The Duke never noticed it. ‘At least,’ he said presently, ‘it only applies to the able-bodied. The Act provides for the aged and impotent by collections in church every Sunday.
They
are not slaves.’

‘They’d be no use,’ said the Earl. In a minute or two this fellow would argue himself round, as usual, into
self-justification
.

But instead, ‘Liberty, liberty!’ cried the Duke in a great voice. ‘Is this to be the end of all my hopes to make England
a land where nothing can be profitable that is not godly and honest; nor nothing godly and honest whereby our neighbours and Christian brethren are harmed? But these fat newly rich fellows in Parliament care nothing for their brethren. Is there indeed one honest man amongst them except myself? And you,’ he remembered to add.

‘Parliament represent the rich. Why should they care about the poor?’

‘Then by Heaven!’ (the Protector had actually made an oath) ‘I will not rest until the poor too are represented.

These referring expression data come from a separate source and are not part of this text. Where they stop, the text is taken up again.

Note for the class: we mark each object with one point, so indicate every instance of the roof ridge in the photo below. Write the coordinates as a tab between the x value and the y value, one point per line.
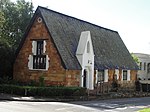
76	18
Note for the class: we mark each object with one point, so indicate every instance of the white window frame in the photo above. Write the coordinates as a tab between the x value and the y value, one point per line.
30	58
128	75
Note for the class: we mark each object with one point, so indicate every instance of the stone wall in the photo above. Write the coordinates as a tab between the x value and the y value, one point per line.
56	74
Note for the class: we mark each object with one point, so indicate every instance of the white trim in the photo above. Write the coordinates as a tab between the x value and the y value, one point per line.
117	73
30	62
47	62
34	47
121	75
106	75
96	76
44	46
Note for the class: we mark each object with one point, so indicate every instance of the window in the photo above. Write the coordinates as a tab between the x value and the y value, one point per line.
38	60
144	65
148	68
100	76
88	47
124	74
140	66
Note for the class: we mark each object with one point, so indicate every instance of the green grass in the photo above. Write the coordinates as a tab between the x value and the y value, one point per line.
145	110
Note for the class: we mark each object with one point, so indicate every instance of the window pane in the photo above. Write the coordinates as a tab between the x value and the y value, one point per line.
39	62
125	75
101	75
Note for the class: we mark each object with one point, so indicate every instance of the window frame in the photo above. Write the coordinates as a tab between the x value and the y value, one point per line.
101	76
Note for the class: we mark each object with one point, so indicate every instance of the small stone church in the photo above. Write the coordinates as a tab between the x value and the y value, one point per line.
68	51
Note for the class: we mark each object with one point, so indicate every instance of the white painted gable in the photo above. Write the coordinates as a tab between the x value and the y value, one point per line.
85	56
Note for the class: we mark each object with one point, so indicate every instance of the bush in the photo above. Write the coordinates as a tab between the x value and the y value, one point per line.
42	91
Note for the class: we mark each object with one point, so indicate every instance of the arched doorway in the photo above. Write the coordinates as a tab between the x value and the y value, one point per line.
84	78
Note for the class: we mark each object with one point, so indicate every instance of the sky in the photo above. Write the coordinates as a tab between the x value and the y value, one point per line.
130	18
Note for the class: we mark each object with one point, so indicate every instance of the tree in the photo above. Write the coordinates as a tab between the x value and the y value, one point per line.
14	18
17	16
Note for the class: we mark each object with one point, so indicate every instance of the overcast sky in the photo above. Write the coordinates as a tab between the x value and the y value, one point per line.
131	18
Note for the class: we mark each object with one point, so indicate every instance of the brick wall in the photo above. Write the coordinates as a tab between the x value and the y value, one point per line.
56	74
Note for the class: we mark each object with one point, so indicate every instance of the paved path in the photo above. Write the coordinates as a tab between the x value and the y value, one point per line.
116	105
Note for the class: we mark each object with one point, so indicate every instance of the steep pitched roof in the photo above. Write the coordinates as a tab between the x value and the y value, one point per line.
109	49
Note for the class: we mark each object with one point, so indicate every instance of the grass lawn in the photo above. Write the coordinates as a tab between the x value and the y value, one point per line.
145	110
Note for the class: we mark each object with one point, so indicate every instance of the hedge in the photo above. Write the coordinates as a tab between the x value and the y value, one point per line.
42	91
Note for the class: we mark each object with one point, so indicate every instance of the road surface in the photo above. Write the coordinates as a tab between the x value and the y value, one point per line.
113	105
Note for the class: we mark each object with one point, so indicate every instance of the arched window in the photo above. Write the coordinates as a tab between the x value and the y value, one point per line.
88	47
148	68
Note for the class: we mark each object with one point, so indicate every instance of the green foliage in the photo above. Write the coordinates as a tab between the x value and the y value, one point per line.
14	18
42	91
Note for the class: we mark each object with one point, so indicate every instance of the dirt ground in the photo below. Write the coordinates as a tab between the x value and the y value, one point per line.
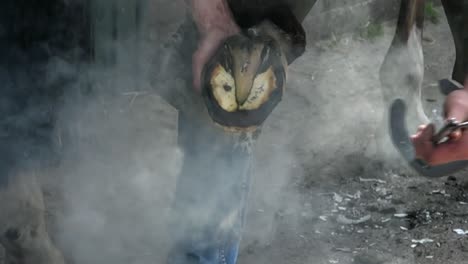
351	208
322	193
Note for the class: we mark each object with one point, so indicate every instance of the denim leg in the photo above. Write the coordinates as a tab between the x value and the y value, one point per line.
211	195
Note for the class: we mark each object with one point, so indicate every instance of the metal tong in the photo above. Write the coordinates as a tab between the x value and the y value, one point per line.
450	126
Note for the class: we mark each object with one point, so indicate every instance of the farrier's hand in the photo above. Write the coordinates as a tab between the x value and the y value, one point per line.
215	24
456	106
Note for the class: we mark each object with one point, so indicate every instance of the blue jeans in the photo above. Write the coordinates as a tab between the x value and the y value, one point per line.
211	195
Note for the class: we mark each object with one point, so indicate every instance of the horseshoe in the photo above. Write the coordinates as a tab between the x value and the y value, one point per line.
401	139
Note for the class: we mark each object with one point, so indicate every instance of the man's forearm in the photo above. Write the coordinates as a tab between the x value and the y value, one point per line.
211	15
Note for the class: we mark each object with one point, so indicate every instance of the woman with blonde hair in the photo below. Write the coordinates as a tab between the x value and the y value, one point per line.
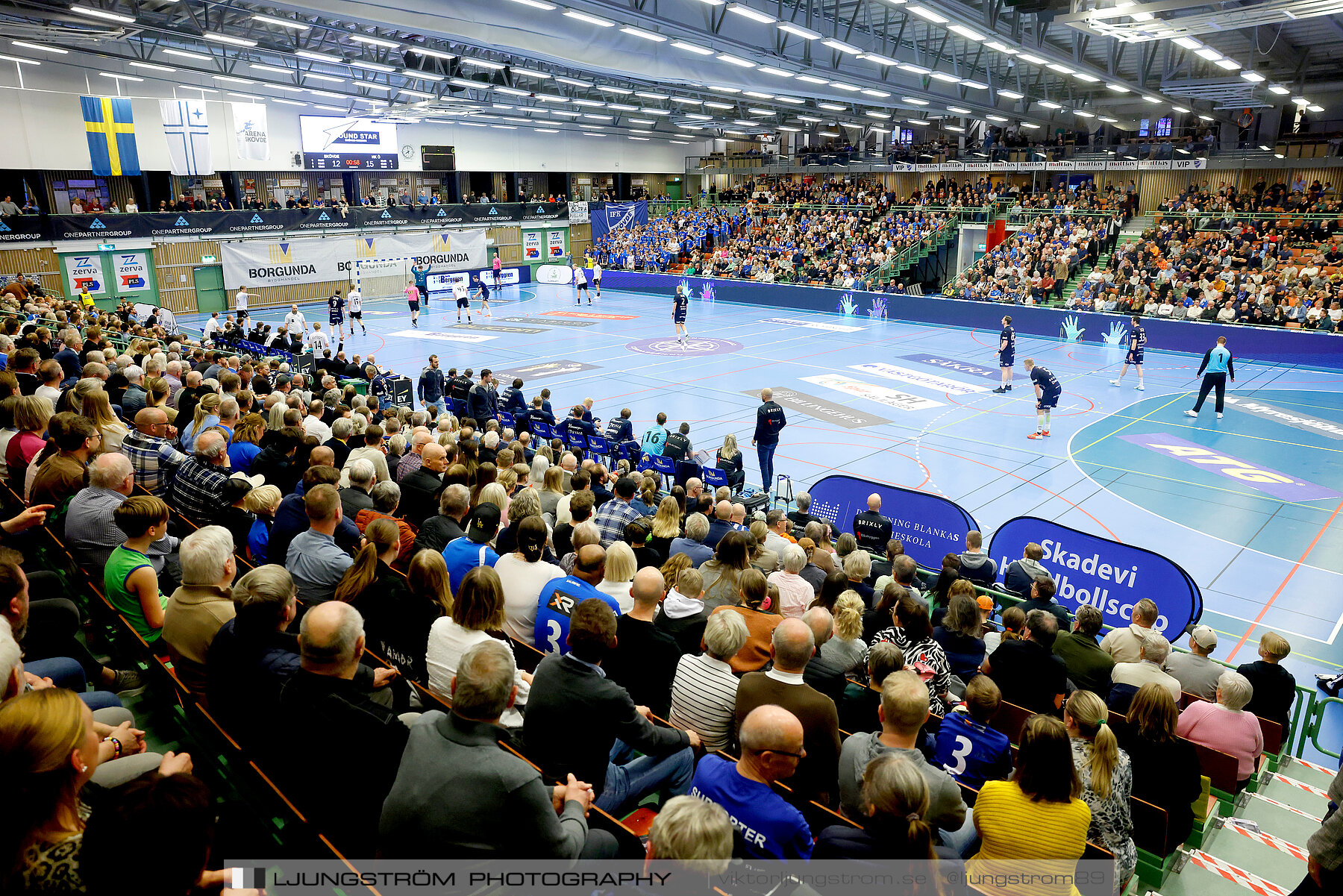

I will reform Parliament so that the yeoman, yes and his labourer, shall find a mouthpiece in it.’

Dudley repressed a shudder of that contemptuous distaste with which one recognises symptoms of an abnormal state of mind. Really, Somerset was becoming a public danger as well as nuisance. Reform always led to revolt. And the fellow was working the Duke himself into a frenzy.

With lips white with rage, the Duke burst out, ‘In spite of the devil, of private profit, self-love, money, and such-like devil’s instruments,
it shall go forward
.’

‘Would you go against your own class?’ Dudley asked in carefully gentle reproof. ‘The new landed gentry are making still stronger distinctions between rich and poor. Even the universities are becoming conscious of rank; they are growing so expensive that the yeomen and labourers can no longer afford to send their sons. Absurd as it may seem, I believe that very soon Oxford and Cambridge, yes, and even Eton, will be only for the sons of gentry. Regrettable, but one can’t put back the clock. Your hopes for the future are really only dreams of the past, when any labourer’s son could get the
learning that is now the privilege of the rich. But we must forget all that and live in the present.’

The Duke sighed heavily. There was no time he liked so little.

‘Whatever makes the past or future predominate over the vulgar present,’ he pronounced, ‘advances us in the dignity of thinking beings.’

Dudley laid a friendly hand on his shoulder. Poor old Somerset, he should have been the celibate Master of some college, a thinker, dreamer, idealist.